[C++] Unify dictionaries when writing IPC file in a single shot #26388

asfimport · 2020-10-27T19:10:07Z

I read a big (taxi) csv file and specified that I wanted to dictionary-encode some columns. The resulting Table has ChunkedArrays with 1604 chunks. When I go to write this Table to the IPC file format (write_feather), I get an error:

  Invalid: Dictionary replacement detected when writing IPC file format. Arrow IPC files only support a single dictionary for a given field accross all batches.

I can write this to Parquet and read it back in, and the roundtrip of the data is correct. We should be able to do this in IPC too.

Reporter: Neal Richardson / @nealrichardson
Assignee: Antoine Pitrou / @pitrou

PRs and other links:

GitHub Pull Request #9348

_{Note: This issue was originally created as ARROW-10406. Please see the migration documentation for further details.}

asfimport · 2020-10-27T19:12:07Z

Antoine Pitrou / @pitrou:
cc @wesm

asfimport · 2020-10-27T20:49:38Z

Wes McKinney / @wesm:
I thought that we could support deltas, or is that not yet an option?

asfimport · 2020-10-27T20:54:26Z

Neal Richardson / @nealrichardson:
Just reporting the error I hit. Haven't tried to reduce it to a minimal reproducible example yet.

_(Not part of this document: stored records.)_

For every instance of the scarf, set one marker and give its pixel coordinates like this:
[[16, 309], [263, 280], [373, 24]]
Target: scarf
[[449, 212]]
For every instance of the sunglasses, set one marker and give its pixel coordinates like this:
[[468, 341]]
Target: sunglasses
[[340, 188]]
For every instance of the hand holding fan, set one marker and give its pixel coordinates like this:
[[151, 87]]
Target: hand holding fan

asfimport · 2020-10-27T20:56:47Z

Antoine Pitrou / @pitrou:
The file format spec allows deltas, I just don't think we implement them.

@nealrichardson: no need for an example, this is a format implementation question.

asfimport · 2021-01-05T18:43:10Z

Antoine Pitrou / @pitrou:
I think this was done in ARROW-6883 (including unit tests). @nealrichardson Can you confirm this is ok for you?

asfimport · 2021-01-05T19:09:13Z

Neal Richardson / @nealrichardson:
Shame on the reporter for not providing steps to reproduce.

I still see the error message in the code, so I don't think this is resolved: https://github.com/apache/arrow/blob/master/cpp/src/arrow/ipc/writer.cc#L1055-L1060

asfimport · 2021-01-05T21:21:55Z

Antoine Pitrou / @pitrou:
Ah! I thought you were talking about "IPC files" in the general case (i.e. IPC streams saved in a file) :-)
Well, the problem is, the IPC file format doesn't support dictionary replacement because it's meant to be readable in random order.
I'm not sure there's an incentive to change it. @wesm

asfimport · 2021-01-05T21:33:04Z

Neal Richardson / @nealrichardson:
The problem here was that, due to the way the chunked CSV reading handles dictionary encoding, I couldn't read a CSV and write it to Feather/Parquet, which seems like a critical failing.

asfimport · 2021-01-05T21:50:10Z

Neal Richardson / @nealrichardson:
I'm not sure I agree with the reclassification of this as a Format issue, though I guess that's one way to solve it. I contend that, if the format doesn't support this, then the C++ CSV reader has a bug/misfeature because it shouldn't read data that we can't write.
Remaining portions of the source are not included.